Limitations & Future Work¶
- Syntax correctness decreases under STARS_0.5 (Gemma: 95% → 79%)—strong steering may disrupt generation fluency.
- The hyperparameter \(\alpha\) requires tuning (\(C = 0.1\) or \(0.5\)), and the optimal value may differ across tasks and models.
- Experiments are limited to small models (1.5B–3B); performance and overhead on larger models (7B+) remain unreported.
- The choice of which layer to apply steering requires additional experimentation (the paper uses layer 20 for LiveIdeaBench).
- The orthogonality constraint may become overly restrictive when \(N\) approaches \(d\) (though in practice \(d \gg N\)).
- Algorithm 3 lacks a theoretical convergence guarantee—it is validated empirically only.
Related Work & Insights¶
- vs. temperature / nucleus sampling: These methods locally perturb the token-level distribution; STARS globally coordinates multiple paths in the latent space—an upgrade from "stochastic perturbation" to "structured divergence."
- vs. training-time diversity methods (DPP, RL): STARS is a training-free inference-time method that requires no modification to the training pipeline.
- vs. traditional activation steering: Traditional methods extract fixed directions from contrastive samples for convergent control; STARS uses orthogonal volume maximization for divergent exploration—a completely opposite design philosophy.
- Inspiration: The orthogonality constraint on the Stiefel manifold can be generalized to other settings requiring "structured diversity," such as diversification in ensemble learning and strategy differentiation in multi-agent collaboration.
Rating¶
- Novelty: ⭐⭐⭐⭐⭐ A novel combination of Stiefel manifold and activation steering that transforms steering from a convergence tool into an exploration engine.
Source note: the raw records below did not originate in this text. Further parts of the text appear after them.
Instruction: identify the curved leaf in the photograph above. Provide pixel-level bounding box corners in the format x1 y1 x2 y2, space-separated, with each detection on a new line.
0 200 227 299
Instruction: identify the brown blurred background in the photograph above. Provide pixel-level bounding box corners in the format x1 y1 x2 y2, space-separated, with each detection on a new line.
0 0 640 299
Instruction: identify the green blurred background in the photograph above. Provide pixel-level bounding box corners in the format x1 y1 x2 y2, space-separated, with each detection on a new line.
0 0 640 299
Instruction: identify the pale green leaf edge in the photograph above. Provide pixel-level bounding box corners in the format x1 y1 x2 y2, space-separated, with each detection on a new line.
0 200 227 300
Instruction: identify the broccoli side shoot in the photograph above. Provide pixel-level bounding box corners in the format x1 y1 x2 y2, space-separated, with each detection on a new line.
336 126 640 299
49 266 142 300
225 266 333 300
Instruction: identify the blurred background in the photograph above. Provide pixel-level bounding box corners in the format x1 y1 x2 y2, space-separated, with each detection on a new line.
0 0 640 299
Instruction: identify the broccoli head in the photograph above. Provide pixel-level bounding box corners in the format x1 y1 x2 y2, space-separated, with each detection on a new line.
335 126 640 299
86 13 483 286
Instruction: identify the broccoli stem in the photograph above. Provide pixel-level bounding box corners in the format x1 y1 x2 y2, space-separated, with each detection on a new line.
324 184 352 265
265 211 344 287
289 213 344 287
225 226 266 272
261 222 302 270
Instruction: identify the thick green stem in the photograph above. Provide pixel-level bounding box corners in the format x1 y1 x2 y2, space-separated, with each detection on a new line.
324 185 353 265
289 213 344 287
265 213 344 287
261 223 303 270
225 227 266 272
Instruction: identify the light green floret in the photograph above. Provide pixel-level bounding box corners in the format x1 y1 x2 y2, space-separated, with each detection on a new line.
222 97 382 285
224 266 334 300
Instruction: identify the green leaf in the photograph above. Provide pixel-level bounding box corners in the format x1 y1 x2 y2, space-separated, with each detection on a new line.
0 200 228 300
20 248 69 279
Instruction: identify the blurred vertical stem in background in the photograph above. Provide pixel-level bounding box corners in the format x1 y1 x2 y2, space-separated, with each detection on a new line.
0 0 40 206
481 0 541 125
- Experimental Thoroughness: ⭐⭐⭐⭐ Validated on two benchmarks with comprehensive multi-model, multi-temperature comparisons, but lacks evaluation on large models.
- Writing Quality: ⭐⭐⭐⭐⭐ Theoretical derivations are rigorous and complete, progressing systematically from problem formulation to practical algorithm.
- Value: ⭐⭐⭐⭐ Provides a plug-and-play inference-time diversity enhancement tool for the Best-of-N paradigm.